Question – Why do you think the translocation of lions did not happen, and why is it important?
Before I answer your question, you must remember that the Supreme Court on 15 April 2013 explicitly ordered the translocation of lions. The exact words are, “In letter and spirit, the lions should be translocated from Gir to Kuno within six months.” Today is 19 October 2023, and the lions have not been translocated; it is a serious legal issue that a Supreme Court order is not being followed. I would say it is impunity; certain people believe they are above the law. Unfortunately, the Courts are not even recognising this. The official reason from the State of Gujarat is that the IUCN guidelines have not been followed, so lions cannot be translocated. Are the IUCN guidelines being followed for the cheetahs? If Kuno is good enough for African cheetahs, it is good enough for our neighbouring lions. The reason being given for the cheetah introduction is that the African cheetah population has a surplus, and they do not have enough space for the cheetahs. But that’s not true; as discussed during my presentation- 14 out of 18 cheetah populations are actually on the decline. Even if it is true, it’s not India’s duty to conserve African cheetahs.

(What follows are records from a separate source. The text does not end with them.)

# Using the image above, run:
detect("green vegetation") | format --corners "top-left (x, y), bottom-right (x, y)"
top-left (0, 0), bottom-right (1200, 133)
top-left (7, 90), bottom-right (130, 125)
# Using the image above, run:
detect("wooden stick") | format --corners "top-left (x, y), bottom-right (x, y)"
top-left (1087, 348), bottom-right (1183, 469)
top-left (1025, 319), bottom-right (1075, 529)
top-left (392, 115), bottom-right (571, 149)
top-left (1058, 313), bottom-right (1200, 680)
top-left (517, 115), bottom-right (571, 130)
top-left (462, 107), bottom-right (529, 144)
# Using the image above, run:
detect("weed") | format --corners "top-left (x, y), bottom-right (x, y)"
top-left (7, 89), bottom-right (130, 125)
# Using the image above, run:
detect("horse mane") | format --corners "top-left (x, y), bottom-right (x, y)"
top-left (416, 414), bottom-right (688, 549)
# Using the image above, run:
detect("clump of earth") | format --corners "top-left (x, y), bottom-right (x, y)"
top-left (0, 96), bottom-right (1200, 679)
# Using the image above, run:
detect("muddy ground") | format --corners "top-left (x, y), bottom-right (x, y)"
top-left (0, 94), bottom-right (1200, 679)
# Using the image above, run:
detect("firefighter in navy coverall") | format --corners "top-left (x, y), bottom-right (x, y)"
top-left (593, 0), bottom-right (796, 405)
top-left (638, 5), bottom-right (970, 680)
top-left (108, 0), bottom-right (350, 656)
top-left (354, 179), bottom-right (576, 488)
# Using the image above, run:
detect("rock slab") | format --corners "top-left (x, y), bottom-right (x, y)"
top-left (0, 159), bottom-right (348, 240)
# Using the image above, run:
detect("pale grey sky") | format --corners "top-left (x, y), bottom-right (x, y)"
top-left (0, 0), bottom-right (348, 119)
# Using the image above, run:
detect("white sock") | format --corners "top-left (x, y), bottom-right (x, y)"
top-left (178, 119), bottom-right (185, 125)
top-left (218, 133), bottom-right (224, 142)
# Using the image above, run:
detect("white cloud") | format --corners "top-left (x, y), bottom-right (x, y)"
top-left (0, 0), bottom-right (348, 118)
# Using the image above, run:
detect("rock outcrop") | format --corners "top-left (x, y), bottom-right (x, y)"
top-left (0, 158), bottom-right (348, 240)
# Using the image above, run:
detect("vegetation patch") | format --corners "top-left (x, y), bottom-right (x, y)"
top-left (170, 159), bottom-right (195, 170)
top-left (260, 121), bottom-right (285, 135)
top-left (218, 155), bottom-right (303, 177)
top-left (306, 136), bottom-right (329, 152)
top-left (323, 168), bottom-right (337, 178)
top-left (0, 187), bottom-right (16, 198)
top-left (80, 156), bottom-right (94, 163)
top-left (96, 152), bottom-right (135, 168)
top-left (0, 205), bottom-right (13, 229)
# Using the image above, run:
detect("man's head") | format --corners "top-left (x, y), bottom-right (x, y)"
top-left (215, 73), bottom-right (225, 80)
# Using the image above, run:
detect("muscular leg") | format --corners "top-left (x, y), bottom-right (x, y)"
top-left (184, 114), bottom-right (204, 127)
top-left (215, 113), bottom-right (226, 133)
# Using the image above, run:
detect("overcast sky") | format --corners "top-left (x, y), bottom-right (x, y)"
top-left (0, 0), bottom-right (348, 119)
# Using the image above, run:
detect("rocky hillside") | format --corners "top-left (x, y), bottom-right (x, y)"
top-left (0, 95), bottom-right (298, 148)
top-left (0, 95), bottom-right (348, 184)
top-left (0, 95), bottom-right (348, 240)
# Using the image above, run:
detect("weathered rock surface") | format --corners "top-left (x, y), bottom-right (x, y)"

On the question of the importance of translocation of lions, it is a safety net. You do not keep all your eggs in one basket. The lions have gone through what is called a genetic bottleneck. In the late 1800s and early 1900s, the lion population was estimated to be close to extinction. The lions have made a remarkable comeback; we need to acknowledge how successful we have been in conserving the lions. But if all your lions are in one place, they are prone to being wiped out by a disease outbreak. For example, the Serengeti Mara ecosystem in 1994 had 3000 lions, and canine distemper and babesiosis wiped out 1000 lions. That is what happened in 2018 in India; 3 dozen lions died in a matter of days. 3 other dozens of lions were taken into captivity, those lions are still in captivity. They have been lost to the wild population, and lions are continuing to die. We do not want to tempt fate. It is very unlikely that the same outbreak would happen if lions were in two places instead of one.
“If Kuno is good enough for African Cheetahs, it is definitely good enough for our own neighbouring (Asiatic) Lions to come from (Gujarat).”
– Dr. Ravi Chellam
Question – We have been looking at the cheetah project from the perspective of whether the cheetahs survive or whether Kuno is an appropriate site. But what is the effect of introducing a foreign species into India and its impact on the native species and the biodiversity?
It will have an impact, but the impact will not be visual. What I mean is that it is not going to impact large vertebrates or something that you can see; it will happen at the microbial level. It could be the bacteria they carry, the diseases they carry, or the diseases they get in India. I suspect some of the deaths in July were due to a disease the African cheetahs were not exposed to prior to coming here.